Como la historia de Diego, existen más de 907,000 estudiantes que abandonaron el sistema educativo en 2024, según el Sistema Nacional de Información de Educación Básica (SINEB). Esta cifra es alarmante y refleja una tendencia creciente en los últimos años. Los jóvenes de secundaria son los más afectados, especialmente en departamentos como Putumayo, Caquetá y Guainía. Esta deserción no solo responde a la falta de recursos, sino también a la sistemática práctica de reclutamiento forzado. Así lo registró la Defensoría del Pueblo en 2023, donde al menos 184 menores fueron víctimas de reclutamiento, siendo las comunidades indígenas las más vulnerables.

Un día, los actores ilegales impusieron un paro armado, las escuelas tuvieron que cerrar y los NNA fueron confinados a sus hogares. Indignados por la situación, un grupo de profesores decidimos recoger víveres y visitar la institución educativa que en medio de los enfrentamientos servía como refugio para los campesinos desplazados. Cerca de la escuela fuimos detenidos por un grupo de hombres armados quienes nos bajaron del vehículo en el que nos transportábamos. Angustiados, repetíamos que éramos maestros y que nos respetaran la vida. Estos hombres cada vez más enojados aumentaban su tono de voz y nos acusaban de infiltrados. Decían que no teníamos acento de la región y que nadie podía romper el toque de queda, ni siquiera un grupo de profesores cachacos. Minutos después, nos obligaron a acompañarlos a una casa que servía de cuartel, donde según uno de los uniformados se encontraba el comandante.

Desde el marco de la puerta se podía ver hacia adentro un patio lleno de botas y de ropa de civiles en el suelo. Era inevitable recordar las historias que los estudiantes contaban en los pasillos de la escuela sobre las casas de tortura de la región. Cuando estábamos apunto de cruzar la puerta, como quien entra a la boca del lobo, se escuchó un grito desde la carretera: profe, profe, ¡suelten al profe! Era Diego.

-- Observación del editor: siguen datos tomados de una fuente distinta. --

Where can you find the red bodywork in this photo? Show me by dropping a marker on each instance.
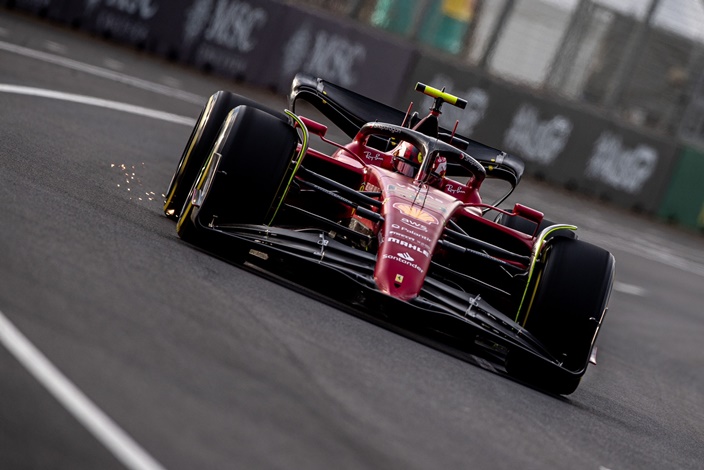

Los hombres no reaccionaron de inmediato, así que el estudiante, ahora guerrero, se dirigió a donde estábamos y susurrándole algo al líder de los uniformados, este ordenó que nos liberaran, no sin antes advertirnos: “que no se les vuelva a ocurrir salir durante el paro armado, porque de pronto no están de suerte como hoy, recuerden que la ley es para todos, incluidos los profesores”.

De regreso al casco urbano, Diego nos alcanzó en una moto y nos pidió que tuviéramos cuidado con los francotiradores, quienes ubicados en las montañas no distinguen de buenos y malos. Antes de despedirse Diego me contó que se iría para el monte y que extrañaría la escuela, jugar fútbol con sus compañeros y las conversaciones en el aula de clase. Me extendió la mano y me dijo que, si algún día regresaba al pueblo, terminaría el bachillerato y le compraría a su abuela una casa donde no le faltara nada.

Hace diez años no se sabe nada de Diego, sin embargo, la tragedia que él representa está más vigente que nunca: en el drama de los 20,000 estudiantes que no pueden ir a la escuela en el Catatumbo a causa de los enfrentamientos entre grupos armados; en los 409 NNA reclutados durante el 2024, y en los 117 casos de amenazas a docentes en el departamento de Antioquia en lo que va del año.

Diego a los 15 años quería ser futbolista y la guerra le arrebató ese sueño. Ojalá la fortuna lo haya favorecido y ahora tenga un mejor futuro.